My eyes shot open because my name was said close and I saw why. Colt, glass gone, was standing right in front of me. He was looking at my face not in my eyes and I knew what he was seeing. I realized then I had started crying somewhere down the line, so lost in my stupid tale of woe, I didn’t even know when.
That didn’t matter either. Nothing mattered anymore.

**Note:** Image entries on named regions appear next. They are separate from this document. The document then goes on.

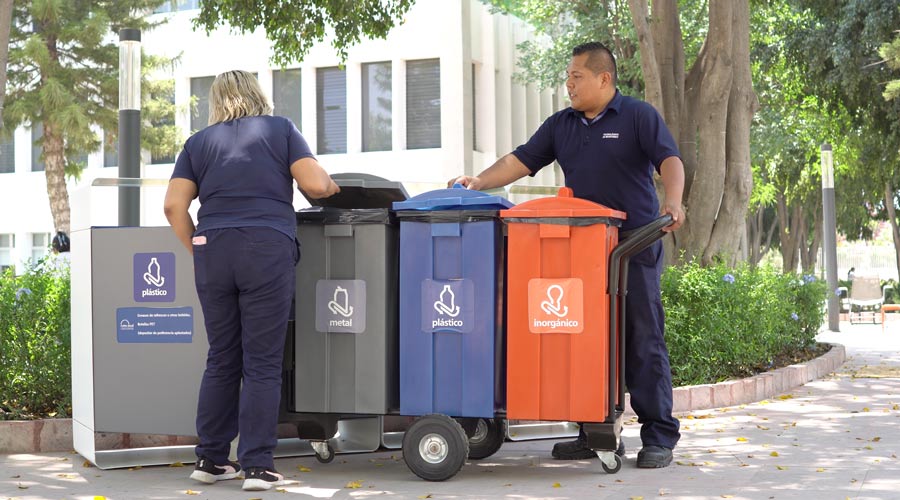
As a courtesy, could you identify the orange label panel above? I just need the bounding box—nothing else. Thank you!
[528,278,584,333]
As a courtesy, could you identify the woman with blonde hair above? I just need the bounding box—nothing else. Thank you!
[165,70,339,490]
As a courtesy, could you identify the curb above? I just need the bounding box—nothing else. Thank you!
[0,344,847,454]
[625,344,847,416]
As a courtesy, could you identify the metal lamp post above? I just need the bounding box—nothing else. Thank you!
[822,142,841,332]
[119,28,141,226]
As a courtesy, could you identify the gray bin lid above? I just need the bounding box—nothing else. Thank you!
[306,173,409,209]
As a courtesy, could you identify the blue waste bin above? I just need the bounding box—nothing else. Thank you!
[393,186,513,418]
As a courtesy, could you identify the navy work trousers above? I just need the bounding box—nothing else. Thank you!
[625,241,681,448]
[194,227,299,470]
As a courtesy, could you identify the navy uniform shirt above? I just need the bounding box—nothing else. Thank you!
[172,116,313,239]
[512,91,679,230]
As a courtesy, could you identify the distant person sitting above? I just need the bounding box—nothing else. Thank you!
[50,231,71,269]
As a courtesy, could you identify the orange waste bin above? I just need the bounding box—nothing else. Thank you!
[500,187,626,422]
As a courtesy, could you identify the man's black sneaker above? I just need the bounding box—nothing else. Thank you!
[550,433,625,460]
[243,467,284,491]
[638,446,672,469]
[191,457,241,484]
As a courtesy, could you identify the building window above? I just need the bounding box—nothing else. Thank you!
[31,233,50,262]
[191,76,216,133]
[472,63,481,151]
[0,234,16,272]
[103,141,119,167]
[362,62,393,151]
[0,132,16,174]
[272,69,303,130]
[147,79,175,165]
[31,122,44,172]
[153,0,200,14]
[316,68,347,154]
[406,59,441,149]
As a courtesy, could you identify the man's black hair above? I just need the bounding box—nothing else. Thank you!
[572,42,618,85]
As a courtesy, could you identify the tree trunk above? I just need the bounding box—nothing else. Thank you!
[884,181,900,282]
[681,0,734,264]
[800,197,822,274]
[775,193,802,274]
[35,32,70,234]
[43,122,69,233]
[0,0,13,129]
[628,0,665,116]
[703,2,758,266]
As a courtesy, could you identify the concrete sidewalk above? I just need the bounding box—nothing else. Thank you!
[0,320,900,500]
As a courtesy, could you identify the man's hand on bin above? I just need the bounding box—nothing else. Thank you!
[661,203,685,233]
[447,175,481,191]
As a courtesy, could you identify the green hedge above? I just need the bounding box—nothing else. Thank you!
[662,264,827,386]
[0,256,72,420]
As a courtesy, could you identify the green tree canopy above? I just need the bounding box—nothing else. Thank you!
[3,0,182,232]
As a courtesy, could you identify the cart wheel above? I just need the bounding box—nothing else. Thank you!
[316,443,334,464]
[469,418,506,460]
[598,452,622,474]
[403,414,469,481]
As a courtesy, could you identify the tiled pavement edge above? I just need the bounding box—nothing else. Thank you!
[0,344,846,453]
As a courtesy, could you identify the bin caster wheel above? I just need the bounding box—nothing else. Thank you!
[403,414,469,481]
[313,441,334,464]
[597,451,622,474]
[469,418,506,460]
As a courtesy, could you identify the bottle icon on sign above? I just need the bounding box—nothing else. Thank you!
[541,285,569,318]
[434,285,459,318]
[144,257,166,288]
[328,286,353,318]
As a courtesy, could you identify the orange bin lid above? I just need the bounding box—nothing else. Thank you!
[500,187,626,220]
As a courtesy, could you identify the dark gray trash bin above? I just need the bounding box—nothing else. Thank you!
[289,174,407,416]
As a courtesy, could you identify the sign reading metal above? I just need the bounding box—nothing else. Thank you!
[316,280,366,333]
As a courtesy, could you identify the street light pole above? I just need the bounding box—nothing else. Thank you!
[822,142,841,332]
[119,28,141,226]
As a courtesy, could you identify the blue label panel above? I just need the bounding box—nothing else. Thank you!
[116,307,194,344]
[134,252,175,302]
[422,279,475,333]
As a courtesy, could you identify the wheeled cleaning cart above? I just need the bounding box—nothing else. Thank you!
[400,188,671,480]
[394,185,512,481]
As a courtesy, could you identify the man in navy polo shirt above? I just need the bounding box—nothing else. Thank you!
[451,42,685,468]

“Denny wins,” I whispered, my head tilted back, my eyes on Colt’s and when I spoke his eyes came to mine. “He wanted every piece of me? He’s got it. The f**k of it is; I helped him along the way.”
Colt lifted his hand and slid his fingers to curl around the back of my neck.
“Baby –” he murmured.
I jerked away from his hand and stepped away, I couldn’t take his touch. Not again. The memory of it was too sweet, so sweet, it made my jaws lock. I turned, done sharing, I’d not share again. It hurt too much. I felt something close down inside of me as I took my first step to the door then, during the second one, it locked. Seemed strange I’d lock someplace that was empty inside me, nothing treasured to keep safe inside but I locked it all the same.
I didn’t get the third step in.
Colt’s arm hooked around my stomach and he hauled me back. I hit his body and his other arm came around me, holding strong, locking me close, no way to escape even if I fought it which I didn’t, I had nothing left in me.
His mouth was at my ear when he said, “Only way Denny could win is if we let him, baby.”
I shook my head and said, “Colt, let me go, we both know we should have never started this again. We both know.”
His arms grew tighter. “You walk away from me, you let him win.”
“He’s already won.”
“He hasn’t, Feb.”
“He has and I helped. I got five lives on my soul, six, you count whatever happened to your son. No turning back the clock, right?”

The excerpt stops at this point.